If you look at the teeth of a ring gear, you will notice that one side of each tooth is nearly vertical while the other side has more of an angle. The sharper of the two sides is the drive side of the gear, while the more gradually angled one is the coast side. In low-pinion front axle applications, engine torque is actually applied to the coast side of the gear (so the gear drives forward on the coast side), whereas on high-pinion applications engine torque when moving forward is applied to the normal drive side. By design the coast side of the gear is weaker, so a low-pinion front axle is going to be weaker than its high-pinion equivalent.
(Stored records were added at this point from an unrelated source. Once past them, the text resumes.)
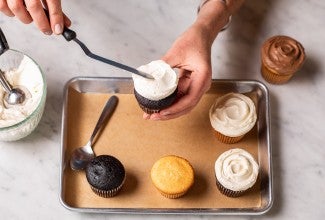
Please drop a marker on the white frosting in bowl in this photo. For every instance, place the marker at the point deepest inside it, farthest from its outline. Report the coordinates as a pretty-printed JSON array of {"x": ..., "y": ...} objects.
[
  {"x": 27, "y": 75},
  {"x": 233, "y": 114},
  {"x": 236, "y": 169},
  {"x": 164, "y": 83}
]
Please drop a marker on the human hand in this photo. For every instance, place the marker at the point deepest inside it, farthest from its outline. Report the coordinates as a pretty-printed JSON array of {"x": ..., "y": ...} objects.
[
  {"x": 32, "y": 10},
  {"x": 191, "y": 54}
]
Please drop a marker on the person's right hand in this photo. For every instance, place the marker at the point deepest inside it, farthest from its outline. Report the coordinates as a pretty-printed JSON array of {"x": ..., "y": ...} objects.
[{"x": 32, "y": 10}]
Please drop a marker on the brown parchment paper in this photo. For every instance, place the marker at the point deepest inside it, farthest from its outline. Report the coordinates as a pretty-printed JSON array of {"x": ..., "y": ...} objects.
[{"x": 138, "y": 143}]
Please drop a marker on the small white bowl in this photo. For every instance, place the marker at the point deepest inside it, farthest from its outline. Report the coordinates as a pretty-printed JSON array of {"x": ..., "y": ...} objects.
[{"x": 9, "y": 60}]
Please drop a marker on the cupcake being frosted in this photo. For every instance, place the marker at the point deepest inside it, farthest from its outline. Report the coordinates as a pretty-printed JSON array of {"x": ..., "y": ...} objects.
[
  {"x": 159, "y": 93},
  {"x": 232, "y": 116},
  {"x": 281, "y": 56}
]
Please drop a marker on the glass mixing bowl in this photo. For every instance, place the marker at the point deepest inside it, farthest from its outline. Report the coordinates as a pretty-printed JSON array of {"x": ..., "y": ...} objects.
[{"x": 9, "y": 60}]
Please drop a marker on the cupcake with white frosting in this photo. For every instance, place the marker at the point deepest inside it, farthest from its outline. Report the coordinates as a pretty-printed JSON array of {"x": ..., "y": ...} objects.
[
  {"x": 158, "y": 93},
  {"x": 236, "y": 171},
  {"x": 232, "y": 116}
]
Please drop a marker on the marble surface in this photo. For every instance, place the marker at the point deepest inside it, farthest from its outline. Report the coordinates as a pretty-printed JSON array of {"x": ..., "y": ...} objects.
[{"x": 136, "y": 32}]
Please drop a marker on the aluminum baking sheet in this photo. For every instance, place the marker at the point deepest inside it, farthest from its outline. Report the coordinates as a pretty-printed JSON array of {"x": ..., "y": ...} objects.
[{"x": 75, "y": 195}]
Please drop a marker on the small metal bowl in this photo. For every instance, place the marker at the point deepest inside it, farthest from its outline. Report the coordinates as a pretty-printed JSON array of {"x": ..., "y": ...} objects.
[{"x": 9, "y": 60}]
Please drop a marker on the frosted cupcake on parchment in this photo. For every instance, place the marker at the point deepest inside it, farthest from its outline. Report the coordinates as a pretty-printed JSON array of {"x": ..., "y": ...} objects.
[
  {"x": 236, "y": 171},
  {"x": 159, "y": 93},
  {"x": 232, "y": 116},
  {"x": 281, "y": 56}
]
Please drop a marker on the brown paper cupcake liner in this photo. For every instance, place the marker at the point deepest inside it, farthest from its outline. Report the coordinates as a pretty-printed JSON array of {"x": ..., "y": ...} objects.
[
  {"x": 274, "y": 78},
  {"x": 148, "y": 110},
  {"x": 226, "y": 139},
  {"x": 172, "y": 196},
  {"x": 107, "y": 193},
  {"x": 228, "y": 192}
]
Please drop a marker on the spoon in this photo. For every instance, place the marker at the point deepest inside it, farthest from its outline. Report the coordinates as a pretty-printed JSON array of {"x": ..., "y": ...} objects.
[
  {"x": 83, "y": 155},
  {"x": 69, "y": 35},
  {"x": 14, "y": 95}
]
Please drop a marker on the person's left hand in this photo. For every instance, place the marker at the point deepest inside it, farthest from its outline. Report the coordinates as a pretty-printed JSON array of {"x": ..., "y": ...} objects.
[{"x": 191, "y": 54}]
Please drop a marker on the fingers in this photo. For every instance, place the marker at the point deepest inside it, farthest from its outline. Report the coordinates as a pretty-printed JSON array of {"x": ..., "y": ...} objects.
[
  {"x": 56, "y": 16},
  {"x": 32, "y": 10},
  {"x": 35, "y": 8},
  {"x": 5, "y": 9},
  {"x": 17, "y": 7},
  {"x": 66, "y": 20},
  {"x": 192, "y": 87}
]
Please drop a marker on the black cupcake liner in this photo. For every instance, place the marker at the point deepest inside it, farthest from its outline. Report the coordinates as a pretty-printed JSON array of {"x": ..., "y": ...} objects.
[{"x": 228, "y": 192}]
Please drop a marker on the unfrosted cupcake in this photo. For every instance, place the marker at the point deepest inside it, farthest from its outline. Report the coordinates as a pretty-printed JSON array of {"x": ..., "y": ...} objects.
[
  {"x": 236, "y": 171},
  {"x": 158, "y": 93},
  {"x": 106, "y": 175},
  {"x": 232, "y": 116},
  {"x": 172, "y": 175},
  {"x": 281, "y": 56}
]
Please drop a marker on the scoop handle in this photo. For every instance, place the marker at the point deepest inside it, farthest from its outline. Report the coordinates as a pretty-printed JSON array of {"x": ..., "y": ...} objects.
[
  {"x": 67, "y": 33},
  {"x": 3, "y": 43}
]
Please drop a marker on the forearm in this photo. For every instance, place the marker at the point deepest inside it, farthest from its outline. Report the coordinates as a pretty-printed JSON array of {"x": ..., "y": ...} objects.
[{"x": 214, "y": 15}]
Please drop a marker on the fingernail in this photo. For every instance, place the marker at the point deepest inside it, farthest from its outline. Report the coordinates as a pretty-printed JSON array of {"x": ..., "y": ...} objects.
[
  {"x": 48, "y": 32},
  {"x": 146, "y": 116},
  {"x": 58, "y": 29},
  {"x": 164, "y": 113}
]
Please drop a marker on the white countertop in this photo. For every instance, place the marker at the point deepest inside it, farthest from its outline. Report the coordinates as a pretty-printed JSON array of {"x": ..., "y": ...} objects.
[{"x": 136, "y": 32}]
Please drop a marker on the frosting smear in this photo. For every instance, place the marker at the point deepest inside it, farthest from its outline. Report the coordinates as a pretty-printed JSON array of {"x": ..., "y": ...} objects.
[{"x": 164, "y": 83}]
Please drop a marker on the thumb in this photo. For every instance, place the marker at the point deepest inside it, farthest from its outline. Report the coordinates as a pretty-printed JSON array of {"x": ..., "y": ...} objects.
[{"x": 171, "y": 59}]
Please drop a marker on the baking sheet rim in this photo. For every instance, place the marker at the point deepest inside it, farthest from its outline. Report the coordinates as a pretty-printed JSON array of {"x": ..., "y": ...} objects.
[{"x": 198, "y": 211}]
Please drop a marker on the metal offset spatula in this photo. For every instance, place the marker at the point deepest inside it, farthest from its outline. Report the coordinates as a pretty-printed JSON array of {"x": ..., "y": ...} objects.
[{"x": 69, "y": 35}]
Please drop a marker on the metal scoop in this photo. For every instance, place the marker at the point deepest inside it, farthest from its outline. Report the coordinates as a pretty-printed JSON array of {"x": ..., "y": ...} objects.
[
  {"x": 14, "y": 95},
  {"x": 83, "y": 155},
  {"x": 69, "y": 35}
]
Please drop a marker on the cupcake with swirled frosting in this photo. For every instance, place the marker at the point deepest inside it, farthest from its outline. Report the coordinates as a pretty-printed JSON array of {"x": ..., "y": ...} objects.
[
  {"x": 232, "y": 116},
  {"x": 158, "y": 93},
  {"x": 282, "y": 56},
  {"x": 236, "y": 171}
]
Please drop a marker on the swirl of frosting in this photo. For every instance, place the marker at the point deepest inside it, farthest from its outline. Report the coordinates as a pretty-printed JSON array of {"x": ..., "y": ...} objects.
[
  {"x": 236, "y": 169},
  {"x": 283, "y": 54},
  {"x": 164, "y": 84},
  {"x": 233, "y": 114}
]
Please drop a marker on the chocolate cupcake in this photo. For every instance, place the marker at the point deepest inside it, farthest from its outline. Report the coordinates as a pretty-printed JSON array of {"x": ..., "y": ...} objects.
[
  {"x": 106, "y": 175},
  {"x": 282, "y": 56},
  {"x": 155, "y": 94},
  {"x": 236, "y": 171},
  {"x": 232, "y": 116}
]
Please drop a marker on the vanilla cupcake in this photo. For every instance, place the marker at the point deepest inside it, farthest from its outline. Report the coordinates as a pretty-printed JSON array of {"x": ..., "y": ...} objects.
[
  {"x": 172, "y": 175},
  {"x": 232, "y": 116},
  {"x": 236, "y": 171},
  {"x": 158, "y": 93},
  {"x": 281, "y": 56}
]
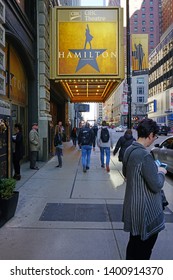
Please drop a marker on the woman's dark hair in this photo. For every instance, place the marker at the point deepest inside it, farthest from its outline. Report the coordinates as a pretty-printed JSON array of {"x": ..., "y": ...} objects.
[
  {"x": 19, "y": 126},
  {"x": 128, "y": 131},
  {"x": 147, "y": 126}
]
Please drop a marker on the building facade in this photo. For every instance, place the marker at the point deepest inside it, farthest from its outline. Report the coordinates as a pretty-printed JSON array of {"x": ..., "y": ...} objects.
[{"x": 160, "y": 101}]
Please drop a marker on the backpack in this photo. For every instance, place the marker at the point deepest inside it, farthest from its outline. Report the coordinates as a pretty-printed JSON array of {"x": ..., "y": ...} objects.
[
  {"x": 104, "y": 136},
  {"x": 86, "y": 137}
]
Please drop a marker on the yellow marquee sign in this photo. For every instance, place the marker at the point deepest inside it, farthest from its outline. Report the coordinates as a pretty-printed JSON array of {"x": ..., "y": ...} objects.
[{"x": 87, "y": 42}]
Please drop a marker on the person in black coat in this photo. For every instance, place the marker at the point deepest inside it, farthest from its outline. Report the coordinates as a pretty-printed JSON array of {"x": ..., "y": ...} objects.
[
  {"x": 17, "y": 139},
  {"x": 124, "y": 141}
]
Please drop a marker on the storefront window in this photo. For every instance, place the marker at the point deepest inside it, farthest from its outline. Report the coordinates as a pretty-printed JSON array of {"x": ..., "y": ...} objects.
[{"x": 21, "y": 3}]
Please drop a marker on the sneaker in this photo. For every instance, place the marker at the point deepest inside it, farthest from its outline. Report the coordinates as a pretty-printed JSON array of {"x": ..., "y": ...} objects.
[{"x": 107, "y": 168}]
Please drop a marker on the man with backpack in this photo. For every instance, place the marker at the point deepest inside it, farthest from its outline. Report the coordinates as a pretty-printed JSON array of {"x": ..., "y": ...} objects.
[
  {"x": 104, "y": 142},
  {"x": 86, "y": 139}
]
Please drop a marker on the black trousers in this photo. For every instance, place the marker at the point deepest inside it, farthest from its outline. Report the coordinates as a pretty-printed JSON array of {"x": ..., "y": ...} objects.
[{"x": 138, "y": 249}]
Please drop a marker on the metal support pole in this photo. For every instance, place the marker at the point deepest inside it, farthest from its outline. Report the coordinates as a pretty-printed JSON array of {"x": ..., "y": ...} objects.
[{"x": 129, "y": 94}]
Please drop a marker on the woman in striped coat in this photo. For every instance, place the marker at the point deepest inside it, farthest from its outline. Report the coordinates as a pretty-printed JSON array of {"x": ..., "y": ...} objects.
[{"x": 143, "y": 213}]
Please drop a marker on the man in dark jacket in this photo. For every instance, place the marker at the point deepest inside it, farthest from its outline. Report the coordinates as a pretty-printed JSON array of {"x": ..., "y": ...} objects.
[
  {"x": 124, "y": 141},
  {"x": 86, "y": 139}
]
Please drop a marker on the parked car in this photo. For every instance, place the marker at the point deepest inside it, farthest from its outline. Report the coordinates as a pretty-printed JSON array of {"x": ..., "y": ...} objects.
[
  {"x": 164, "y": 152},
  {"x": 163, "y": 129}
]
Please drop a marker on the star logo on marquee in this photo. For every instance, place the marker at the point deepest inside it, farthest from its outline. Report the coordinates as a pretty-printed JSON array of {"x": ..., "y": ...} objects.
[{"x": 87, "y": 55}]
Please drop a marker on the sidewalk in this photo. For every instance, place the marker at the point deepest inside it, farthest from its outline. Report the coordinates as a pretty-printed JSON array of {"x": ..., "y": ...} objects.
[{"x": 66, "y": 214}]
We posed your questions to some experts at both Nitro Gear & Axle (nitro-gear.com) and Motive Gear (motivegear.com) to see what they had to say. While neither company had hard data or empirical numbers that they could share with us regarding high- and low-pinion front axles, both agreed that in terms of just the ring-and-pinion in otherwise identical housings (such as high- and low-pinion Dana 30s), the high-pinion gears are stronger.
How much stronger? We weren’t able to find anyone who could give us hard numbers, but both experts were quick to point out that there is much more to it than which side of the gear the engine torque is being applied to. Axleshaft diameter, axletube thickness, differential style, knuckles, hubs, and much more have a great deal to do with the overall strength of a front axle.
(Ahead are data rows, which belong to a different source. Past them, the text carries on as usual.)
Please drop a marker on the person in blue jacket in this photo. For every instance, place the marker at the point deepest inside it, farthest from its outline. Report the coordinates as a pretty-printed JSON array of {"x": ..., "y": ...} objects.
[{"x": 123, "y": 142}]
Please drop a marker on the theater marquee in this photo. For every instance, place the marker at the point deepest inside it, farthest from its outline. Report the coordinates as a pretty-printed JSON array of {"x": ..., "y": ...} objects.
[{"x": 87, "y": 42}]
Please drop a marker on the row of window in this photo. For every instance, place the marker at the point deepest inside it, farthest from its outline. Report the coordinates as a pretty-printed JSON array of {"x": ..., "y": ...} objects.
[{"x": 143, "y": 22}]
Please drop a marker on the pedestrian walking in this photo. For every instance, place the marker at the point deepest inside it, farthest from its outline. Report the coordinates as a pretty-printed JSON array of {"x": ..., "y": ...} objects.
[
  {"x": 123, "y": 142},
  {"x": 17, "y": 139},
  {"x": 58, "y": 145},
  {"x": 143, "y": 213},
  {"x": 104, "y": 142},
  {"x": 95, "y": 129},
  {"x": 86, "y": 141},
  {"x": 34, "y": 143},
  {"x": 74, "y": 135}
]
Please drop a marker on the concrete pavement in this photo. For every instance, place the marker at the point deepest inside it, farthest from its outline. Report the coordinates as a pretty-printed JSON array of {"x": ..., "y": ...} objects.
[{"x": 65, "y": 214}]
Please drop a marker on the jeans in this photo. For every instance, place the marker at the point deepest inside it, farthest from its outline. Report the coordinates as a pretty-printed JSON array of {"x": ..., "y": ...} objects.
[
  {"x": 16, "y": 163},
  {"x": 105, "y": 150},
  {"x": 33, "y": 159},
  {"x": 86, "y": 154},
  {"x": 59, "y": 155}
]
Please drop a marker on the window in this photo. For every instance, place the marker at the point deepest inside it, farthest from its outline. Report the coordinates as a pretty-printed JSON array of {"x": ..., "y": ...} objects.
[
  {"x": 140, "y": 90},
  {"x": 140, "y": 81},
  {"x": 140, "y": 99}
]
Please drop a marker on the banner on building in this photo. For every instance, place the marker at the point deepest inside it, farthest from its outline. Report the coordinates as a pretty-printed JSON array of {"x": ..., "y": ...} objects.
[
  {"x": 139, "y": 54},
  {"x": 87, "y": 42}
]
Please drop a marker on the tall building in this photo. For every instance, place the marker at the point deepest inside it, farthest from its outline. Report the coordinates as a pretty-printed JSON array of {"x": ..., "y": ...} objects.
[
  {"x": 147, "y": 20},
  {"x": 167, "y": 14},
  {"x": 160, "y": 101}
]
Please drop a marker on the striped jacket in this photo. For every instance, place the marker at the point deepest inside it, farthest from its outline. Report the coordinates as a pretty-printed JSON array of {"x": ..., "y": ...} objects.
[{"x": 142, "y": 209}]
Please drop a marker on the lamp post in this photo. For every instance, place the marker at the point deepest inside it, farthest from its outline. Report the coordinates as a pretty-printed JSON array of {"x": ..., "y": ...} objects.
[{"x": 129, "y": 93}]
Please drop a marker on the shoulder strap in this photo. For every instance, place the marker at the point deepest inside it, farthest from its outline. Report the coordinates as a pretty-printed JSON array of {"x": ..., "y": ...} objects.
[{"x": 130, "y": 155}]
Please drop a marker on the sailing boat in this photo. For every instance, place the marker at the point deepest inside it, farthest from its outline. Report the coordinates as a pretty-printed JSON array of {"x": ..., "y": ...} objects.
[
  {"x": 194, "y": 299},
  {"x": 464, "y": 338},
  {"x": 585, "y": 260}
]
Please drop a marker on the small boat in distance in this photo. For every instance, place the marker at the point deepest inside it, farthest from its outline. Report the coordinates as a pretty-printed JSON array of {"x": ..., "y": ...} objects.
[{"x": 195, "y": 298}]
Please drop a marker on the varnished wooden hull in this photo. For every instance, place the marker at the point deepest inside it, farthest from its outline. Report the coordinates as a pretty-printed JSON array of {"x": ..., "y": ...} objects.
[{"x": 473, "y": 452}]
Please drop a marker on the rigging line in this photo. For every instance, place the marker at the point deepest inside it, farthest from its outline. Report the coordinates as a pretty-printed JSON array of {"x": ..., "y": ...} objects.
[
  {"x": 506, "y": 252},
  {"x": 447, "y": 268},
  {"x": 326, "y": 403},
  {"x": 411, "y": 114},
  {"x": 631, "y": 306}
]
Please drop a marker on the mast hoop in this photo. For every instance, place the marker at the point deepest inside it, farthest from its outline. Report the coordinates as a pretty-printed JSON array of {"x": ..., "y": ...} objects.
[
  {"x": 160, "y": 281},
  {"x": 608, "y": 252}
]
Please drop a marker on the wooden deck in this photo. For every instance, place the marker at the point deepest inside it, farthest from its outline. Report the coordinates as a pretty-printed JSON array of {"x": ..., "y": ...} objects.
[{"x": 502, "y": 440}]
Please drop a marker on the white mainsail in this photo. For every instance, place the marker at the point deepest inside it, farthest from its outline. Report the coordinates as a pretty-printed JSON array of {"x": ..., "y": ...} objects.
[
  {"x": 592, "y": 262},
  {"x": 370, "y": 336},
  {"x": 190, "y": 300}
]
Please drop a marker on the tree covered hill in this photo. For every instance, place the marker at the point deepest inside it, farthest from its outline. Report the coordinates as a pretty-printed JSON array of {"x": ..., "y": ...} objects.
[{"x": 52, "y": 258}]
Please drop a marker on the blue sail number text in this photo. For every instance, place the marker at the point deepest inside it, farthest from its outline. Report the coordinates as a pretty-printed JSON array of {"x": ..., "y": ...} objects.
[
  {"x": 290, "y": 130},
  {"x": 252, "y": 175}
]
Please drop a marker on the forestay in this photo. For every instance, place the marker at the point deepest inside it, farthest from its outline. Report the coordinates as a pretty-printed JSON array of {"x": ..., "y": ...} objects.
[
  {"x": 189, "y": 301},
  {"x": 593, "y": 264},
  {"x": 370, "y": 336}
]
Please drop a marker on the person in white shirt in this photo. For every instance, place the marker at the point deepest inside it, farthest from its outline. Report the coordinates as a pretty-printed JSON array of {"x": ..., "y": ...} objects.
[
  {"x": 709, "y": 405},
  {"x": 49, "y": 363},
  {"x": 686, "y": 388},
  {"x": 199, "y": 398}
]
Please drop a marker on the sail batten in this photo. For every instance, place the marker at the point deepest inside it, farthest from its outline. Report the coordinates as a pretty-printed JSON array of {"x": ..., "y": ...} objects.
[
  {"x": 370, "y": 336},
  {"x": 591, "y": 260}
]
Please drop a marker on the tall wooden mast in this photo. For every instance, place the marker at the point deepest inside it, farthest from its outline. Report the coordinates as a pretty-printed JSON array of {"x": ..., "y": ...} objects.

A stock high-pinion Dana 30 out of an XJ is going to be marginally stronger than an XJ low-pinion Dana 30, but a low-pinion Dana 44 is going to have much more strength than a high-pinion Dana 30 for several reasons. The larger, 8 1/2-inch-diameter ring gear of a Dana 44 is going to have much more tooth engagement (surface area) than the 7.2-inch-diameter gear of the Dana 30, and tooth contact is going to play more of a role in strength than which side of the gear the engine torque is being applied to. This is why larger-capacity axles (Dana 60, 14-bolt, and so on) have larger-diameter ring-and-pinions to match.
The pinion gear shafts (another common failure site) are also different diameters. Dana 30s have 1.18-inch-diameter, 27-spline axleshafts that are smaller than 1.31-inch, 30-spline Dana 44 axleshafts. Those numbers might not seem significant until you realize that strength ramps up exponentially with every few thousandths of an inch in diameter. Axletube thicknesses can vary widely according to the age and application of both axles.
On top of all of this, there are aftermarket upgrades available that can beef up many different components of each axle, which further middies the waters for this discussion.
This is a long-winded answer to a seemingly simple question, but the bottom line is that many factors are involved in axle strength beyond just the ring-and-pinion or the pinion’s position relative to the centerline of the axle. Specific to Dana 44 axles, it is worth noting that the newer JK Dana 44s (and Dana 30s, for that matter) use pinions of significantly larger diameter than the older models. In fact, the diameter is equivalent to that of a Dana 60. As a result, Nitro Gear & Axle and a few other companies have released retrofit gears that allow standard-rotation Dana 44s to be upgraded with the newer and stronger JK-style ring-and-pinion sets. This is great news for any older Dana 44 applications, of which there are many among almost all of the OE manufacturers.